Now, for the bad. Friends from College feels unfocused at times, as if it doesn’t really know what it wants to be but aspires to something much higher. It suffers in the way that Family Guy, American Dad, and so many other laugh-trackless comedies do: Do you hit them with a barrage of jokes, and if so, how often? Do the jokes even have to make sense? Do you pile them on one by one, give some dramatic gravitas, go back to a raunchy joke, fill in some character development? If Friends from College is weak in any department, it’s likely the ambition of trying too hard to be so many things at once. And let’s face it: When you’re dealing with an ensemble cast, this is always going to be the creative challenge.
Then again, in the Golden Age, or as TV critic David Bianculli, puts it, the “Platinum Age” of TV, it’s always a delight to see risk takers perform high-wire acts, and the show’s creators, Francesca Delbanco and Nicholas Stoller, prove that they do have a story to tell, even if the apparatus is a little clunky at times.

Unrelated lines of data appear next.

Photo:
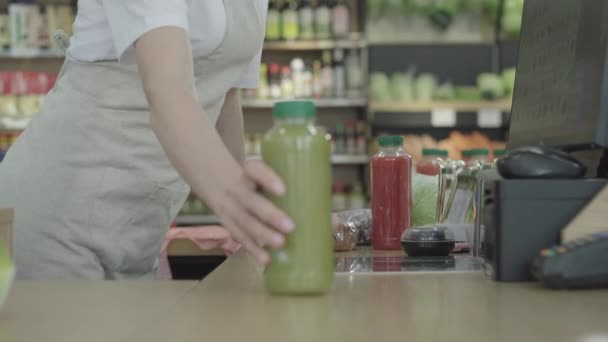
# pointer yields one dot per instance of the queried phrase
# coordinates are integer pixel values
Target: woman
(145, 110)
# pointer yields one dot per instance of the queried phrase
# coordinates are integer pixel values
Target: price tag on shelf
(443, 117)
(489, 118)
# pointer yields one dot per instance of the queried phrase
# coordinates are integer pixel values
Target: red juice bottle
(391, 193)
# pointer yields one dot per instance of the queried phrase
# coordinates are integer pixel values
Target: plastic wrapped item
(353, 223)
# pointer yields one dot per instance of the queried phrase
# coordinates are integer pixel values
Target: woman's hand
(253, 220)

Like any family, the cast and crew of Friends from College are trying to figure themselves out as they go along.
You can’t say this for every Netflix original series, but Friends from College holds your attention admirably. No matter where the plot points eventually resolve and dissolve, Friends from College is the type of bet that needs to be placed every year — so, yes, it deserved to be renewed for season two. I’ve seen enough to know I care about the characters, and I want their lives to continue to be miserable, funny, exciting affairs that can be consumed in a binge-induced haze.